The official process of canonization, called a Cause, does not begin until five years after the death of the candidate.  This period of time permits the Church to verify whether the candidate enjoys a true and widespread reputation of holiness and of intercessory prayer. When a Cause is officially begun the candidate receives the title “Servant of God”.

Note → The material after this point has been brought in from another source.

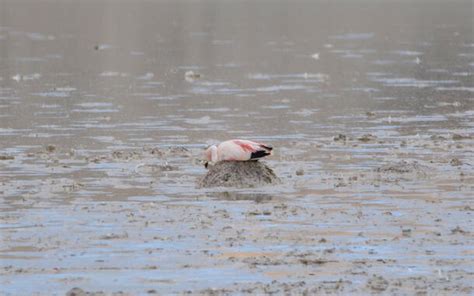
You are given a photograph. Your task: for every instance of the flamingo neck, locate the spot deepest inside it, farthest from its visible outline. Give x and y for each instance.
(214, 156)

The first stage of the process begins with the official opening of the Cause by the Bishop of the Diocese where the Servant of God died, and the appointment of a Postulator, to assist in its promotion.  The Bishop then nominates various Officials for a Tribunal, to gather all the evidence for and against the Canonization. Two theologians examine the Servant of God’s writings to make sure that there is nothing in them contrary to the Faith and Moral teaching of the Church.  Afterwards they proceed to taking the testimony of witnesses who knew well the candidate.

 

Venerable Servant of God

The second step toward canonization starts when all the evidence is studied by the Congregation for Causes of Saints in Rome. If the evidence reveals true holiness exercised by the Servant of God, the Cardinal Prefect of the Congregation informs the Pope that the Servant of God either was a true Martyr or has lived a life of extraordinary and heroic virtue. The Pope then orders the Congregation to issue the Decree either of Martyrdom or of Heroic Virtue, and the Servant of God is given the title “Venerable”. This means that the Servant of God either died as a true Martyr for Christ or led a life of heroic virtue and, is worthy of imitation by the Faithful.

 

Blessed

When the Servant of God has been declared a Martyr he or she may be beatified, that is, declared “Blessed”. If, on the other hand, the Servant of God has been declared to have lived a life of heroic virtue, it must be proven that one miracle has been granted by God through the intercession of the Venerable Servant of God.  Then, he or she is declared “Blessed.”

For a healing to be considered a true miracle, a tribunal to gather all the evidence is established in the Diocese where the event took place.  It must be determined that there is no scientific explanation for the cure and that the intercession of the Venerable Servant of God is proven. The Congregation for Causes of Saints conducts its study and judgment of the cure by the testimony of medical experts that no scientific reason can explain the recovery, and of theological consultants to verify that the intercession of the Venerable Servant of God was requested.

Once again, the conclusions are presented to the Pope who alone can declare that the event is a true miracle. Then the Venerable Servant of God may be beatified. When someone is declared “Blessed”, public ecclesiastical veneration is permitted by the Pope but only in the Diocese or Country, or Religious Community to which the Blessed belonged.  Churches may be dedicated to the Blessed but only with the permission of the Vatican Congregation for Divine Worship.

 

Saint

For all those beatified, both Martyrs and Confessors, to be canonized one miracle is required. It must be proven that this event took place through the intercession of the Blessed and after the date of his or her Beatification.

When this has been proven, the Pope proceeds to the ceremony of Canonization, which is an act of the infallible teaching authority of the Pope. By this act, the Church declares that he or she is a Saint in heaven with God. It also means that the Saint is worthy of public veneration by the universal Church and held up as a model for imitation and a powerful intercessor for all.   Catholics do not “worship” the Saints but rather venerate them. United in the Communion of Saints the faithful on earth ask the faithful in heaven, who are their brothers and sisters in Christ, to join them in presenting their needs humbly and prayerfully to God.